Energy and Environment Reporting for Texas

Secret Price of Power Hides What Texans Really Pay

The electricity industry and its regulators in Texas have consistently touted the state’s competitive retail market as good for consumers. But price data indicate many of those customers are failing to take advantage of the lowest rates.

Courtesy Texas PUC

Donna Nelson chairs the PUC

In speeches and at public hearings, Donna Nelson, chairman of the Public Utility Commission (PUC), has contended that the areas of Texas where electricity is sold by a variety of retailers — as opposed to just one utility company as in San Antonio and Austin — is a system that benefits consumers.

“I think what the rates now show us … is that competitive markets work,” Nelson said at a commission meeting earlier this year.

Similarly, in 2011, Nelson told the Gulf Coast Power Association, an industry group, that while critics may “look for any way to describe Texas’s restructured market as a failure,” Texas retail electric providers had rates well below the national average according to an example she cited. 

“Customers in Dallas-Fort Worth could choose from several different 12-month fixed-price offers at 8.4 cents per kilowatt hour,” Nelson told the group. According to federal data, the average price nationwide in 2011 was nearly 12 cents per kilowatt hour.
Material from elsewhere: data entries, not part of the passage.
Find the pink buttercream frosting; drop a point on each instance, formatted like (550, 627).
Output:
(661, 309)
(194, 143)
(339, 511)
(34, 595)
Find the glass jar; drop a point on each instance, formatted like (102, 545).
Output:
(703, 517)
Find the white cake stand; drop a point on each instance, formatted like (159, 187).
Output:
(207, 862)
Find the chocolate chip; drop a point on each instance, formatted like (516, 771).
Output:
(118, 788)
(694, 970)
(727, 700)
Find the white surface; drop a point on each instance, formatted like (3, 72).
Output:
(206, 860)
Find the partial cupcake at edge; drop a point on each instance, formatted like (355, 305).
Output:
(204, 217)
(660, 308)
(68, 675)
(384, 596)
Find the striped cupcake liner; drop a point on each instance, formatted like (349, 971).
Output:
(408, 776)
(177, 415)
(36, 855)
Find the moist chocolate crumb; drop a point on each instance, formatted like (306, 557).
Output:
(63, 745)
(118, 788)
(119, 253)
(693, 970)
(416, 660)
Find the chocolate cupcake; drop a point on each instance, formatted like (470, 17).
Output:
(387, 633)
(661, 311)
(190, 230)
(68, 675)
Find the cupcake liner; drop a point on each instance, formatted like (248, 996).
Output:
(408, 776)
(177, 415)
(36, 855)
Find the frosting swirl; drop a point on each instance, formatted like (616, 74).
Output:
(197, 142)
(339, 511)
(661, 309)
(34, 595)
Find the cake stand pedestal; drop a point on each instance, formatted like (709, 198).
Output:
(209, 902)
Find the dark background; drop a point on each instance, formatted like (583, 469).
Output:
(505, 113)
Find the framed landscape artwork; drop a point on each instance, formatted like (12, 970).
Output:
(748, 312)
But how many customers in Dallas, Houston and other “competitive markets” were actually paying those low rates like the 8.4 cents per kilowatt hour Nelson mentioned?

Secret Data

If you asked the electric retailers, there would be a problem. You’d be told such data is kept secret.

“The price of electricity is proprietary,” said John Fainter, president of the Association of Electric Companies of Texas, an industry group representing big power companies including Dallas’s TXU Energy and Houston’s Reliant Energy.

Dave Fehling/StateImpact

Texas electric retailers keep price data secret

The price actually charged to customers is considered a “trade secret”.
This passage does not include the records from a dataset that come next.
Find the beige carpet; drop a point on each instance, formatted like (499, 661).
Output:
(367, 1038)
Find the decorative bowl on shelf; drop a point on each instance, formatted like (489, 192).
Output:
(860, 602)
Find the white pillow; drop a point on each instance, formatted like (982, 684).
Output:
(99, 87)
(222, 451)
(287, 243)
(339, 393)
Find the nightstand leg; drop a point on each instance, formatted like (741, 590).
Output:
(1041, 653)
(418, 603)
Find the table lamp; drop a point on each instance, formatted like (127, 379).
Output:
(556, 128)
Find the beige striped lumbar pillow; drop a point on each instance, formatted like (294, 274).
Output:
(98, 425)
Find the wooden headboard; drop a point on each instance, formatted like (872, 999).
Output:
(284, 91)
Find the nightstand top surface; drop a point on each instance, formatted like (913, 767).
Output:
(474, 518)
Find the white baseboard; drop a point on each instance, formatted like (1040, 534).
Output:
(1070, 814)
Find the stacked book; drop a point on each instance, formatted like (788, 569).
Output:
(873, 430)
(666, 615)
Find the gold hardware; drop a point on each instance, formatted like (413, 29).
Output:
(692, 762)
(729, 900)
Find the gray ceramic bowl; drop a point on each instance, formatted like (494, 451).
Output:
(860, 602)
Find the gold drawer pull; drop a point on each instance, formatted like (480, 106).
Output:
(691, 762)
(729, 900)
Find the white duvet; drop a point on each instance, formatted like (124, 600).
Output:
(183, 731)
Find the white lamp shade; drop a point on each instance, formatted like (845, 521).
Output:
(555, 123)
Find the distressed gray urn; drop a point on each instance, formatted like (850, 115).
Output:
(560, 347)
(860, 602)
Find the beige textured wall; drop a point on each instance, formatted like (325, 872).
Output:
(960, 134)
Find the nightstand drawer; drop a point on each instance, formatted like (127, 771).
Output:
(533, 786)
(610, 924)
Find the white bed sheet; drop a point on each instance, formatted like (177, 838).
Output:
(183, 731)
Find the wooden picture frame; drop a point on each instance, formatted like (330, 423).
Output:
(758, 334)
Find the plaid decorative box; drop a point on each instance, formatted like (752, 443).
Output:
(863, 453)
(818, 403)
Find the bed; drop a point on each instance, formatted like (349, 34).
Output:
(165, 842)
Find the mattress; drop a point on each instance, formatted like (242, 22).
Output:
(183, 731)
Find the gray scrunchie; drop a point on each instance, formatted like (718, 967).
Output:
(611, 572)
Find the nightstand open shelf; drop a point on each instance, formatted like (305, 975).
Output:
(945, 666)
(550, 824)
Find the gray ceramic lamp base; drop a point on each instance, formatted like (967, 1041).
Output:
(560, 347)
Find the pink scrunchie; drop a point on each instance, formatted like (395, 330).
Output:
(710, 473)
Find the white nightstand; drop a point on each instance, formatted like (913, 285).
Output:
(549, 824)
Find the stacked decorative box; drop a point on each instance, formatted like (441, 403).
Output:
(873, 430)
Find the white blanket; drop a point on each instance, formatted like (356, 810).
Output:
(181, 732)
“I’m not aware of being able to gather that information. That would actually be between the retail electric provider and the customer and their contract,” said Sheri Givens, a lawyer who heads the Texas Office of Public Utility Counsel, a state advocate for consumers.

But there is one place to get an idea what Texas consumers are actually paying for electricity: the federal Energy Information Administration (EIA). Each year, electricity retailers send their price data to the EIA, which later publishes each company’s total number of customers and the average retail price those customers paid for power.
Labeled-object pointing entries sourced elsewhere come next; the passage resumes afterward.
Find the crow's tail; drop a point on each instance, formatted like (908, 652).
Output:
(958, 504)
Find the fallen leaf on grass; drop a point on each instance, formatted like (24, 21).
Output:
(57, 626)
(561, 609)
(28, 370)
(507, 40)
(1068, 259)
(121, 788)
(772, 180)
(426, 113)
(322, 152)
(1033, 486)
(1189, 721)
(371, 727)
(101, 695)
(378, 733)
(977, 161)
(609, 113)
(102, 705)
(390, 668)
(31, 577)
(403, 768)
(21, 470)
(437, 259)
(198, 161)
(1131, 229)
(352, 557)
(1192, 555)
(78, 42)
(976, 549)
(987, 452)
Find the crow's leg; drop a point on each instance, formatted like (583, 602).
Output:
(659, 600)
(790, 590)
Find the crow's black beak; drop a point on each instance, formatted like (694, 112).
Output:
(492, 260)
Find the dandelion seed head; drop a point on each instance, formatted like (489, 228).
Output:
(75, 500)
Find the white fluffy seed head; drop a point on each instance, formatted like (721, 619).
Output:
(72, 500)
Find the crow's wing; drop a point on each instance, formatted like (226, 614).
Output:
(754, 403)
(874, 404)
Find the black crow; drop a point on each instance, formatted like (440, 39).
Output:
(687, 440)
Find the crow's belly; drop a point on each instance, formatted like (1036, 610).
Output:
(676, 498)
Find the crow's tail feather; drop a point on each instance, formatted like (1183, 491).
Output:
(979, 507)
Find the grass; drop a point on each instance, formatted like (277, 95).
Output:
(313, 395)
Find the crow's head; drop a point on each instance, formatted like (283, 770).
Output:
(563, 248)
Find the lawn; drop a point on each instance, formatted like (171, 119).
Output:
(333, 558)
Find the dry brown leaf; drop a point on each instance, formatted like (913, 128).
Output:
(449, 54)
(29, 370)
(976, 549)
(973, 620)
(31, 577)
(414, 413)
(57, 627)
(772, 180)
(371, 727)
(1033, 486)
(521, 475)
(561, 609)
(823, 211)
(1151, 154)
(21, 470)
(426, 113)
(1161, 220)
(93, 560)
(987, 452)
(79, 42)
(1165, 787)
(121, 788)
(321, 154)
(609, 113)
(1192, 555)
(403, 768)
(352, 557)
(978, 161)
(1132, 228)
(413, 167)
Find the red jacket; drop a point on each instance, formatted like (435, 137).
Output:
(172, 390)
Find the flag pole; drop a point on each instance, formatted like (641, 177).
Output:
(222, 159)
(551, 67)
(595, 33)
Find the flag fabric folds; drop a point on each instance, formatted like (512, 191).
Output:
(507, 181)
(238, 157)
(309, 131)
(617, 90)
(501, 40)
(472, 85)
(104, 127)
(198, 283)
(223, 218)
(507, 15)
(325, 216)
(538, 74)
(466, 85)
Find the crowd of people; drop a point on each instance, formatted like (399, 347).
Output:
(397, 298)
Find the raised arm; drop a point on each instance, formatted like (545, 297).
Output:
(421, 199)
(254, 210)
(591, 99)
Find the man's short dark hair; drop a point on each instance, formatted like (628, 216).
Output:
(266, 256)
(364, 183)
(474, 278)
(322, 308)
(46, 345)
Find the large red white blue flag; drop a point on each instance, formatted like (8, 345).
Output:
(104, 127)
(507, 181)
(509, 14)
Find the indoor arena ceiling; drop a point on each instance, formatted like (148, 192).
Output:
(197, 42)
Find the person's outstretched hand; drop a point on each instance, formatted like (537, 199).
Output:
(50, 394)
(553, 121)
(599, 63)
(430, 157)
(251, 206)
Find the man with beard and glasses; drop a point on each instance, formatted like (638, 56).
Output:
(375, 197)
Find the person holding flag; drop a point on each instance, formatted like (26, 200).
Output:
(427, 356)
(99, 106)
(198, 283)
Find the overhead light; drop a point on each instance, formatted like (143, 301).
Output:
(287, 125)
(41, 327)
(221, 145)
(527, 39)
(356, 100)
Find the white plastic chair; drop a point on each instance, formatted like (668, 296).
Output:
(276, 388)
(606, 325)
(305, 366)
The data suggest that in Texas, the power marketers offering the lowest prices had relatively few takers. For example, in the 2011 data, the number of residential customers paying that 8.4 cent rate (or less) cited by the PUC’s chairman amounted to about 125,000 customers.

By contrast, the data show that by far the greater number of Texas customers were paying much higher rates. The federal data indicate the companies doing the most business were the “legacy” companies, TXU Energy and Reliant Energy, with about 3 million customers. The average price customers paid was 12 cents per kilowatt hour. In other words, they paid prices that were 50 percent more expensive than what was available, and on par with the nationwide average.

The big players in the market say the federal government’s figures shouldn’t be trusted.

“There’s a whole lot of argument in the industry about how they calculate their rates,” said John Fainter, the spokesman for the industry group that represents TXU and Reliant.

Why Do So Many Pay So Much?

The federal data seem to support what consumer advocates say they see on a regular basis: People paying far more than they should for electricity.

“A lot of folks just don’t realize their contract has expired and they’ve dropped into a variable-rate plan,” says state consumer advocate Sheri Givens.

Givens takes part in workshops around the state to help educate consumers. She said one woman she recently helped had been paying a whopping 14 cents per kilowatt hour after unknowingly letting her contract expire. Givens showed her how to find and sign up for a much lower rate of just 8 cents.

Givens says there’s “an information gap.” Some industry representatives don’t disagree.

“There is still a block of customers out there who have not taken advantage of their opportunities to choose,” said Catherine Webking, an attorney with Texas Energy Association for Marketers, which represents companies with some of the lower rates but also a tinier share of the Texas market.

“Originally, there was more funding available to the Public Utility Commission for customer education than has been made available recently,” Webking said.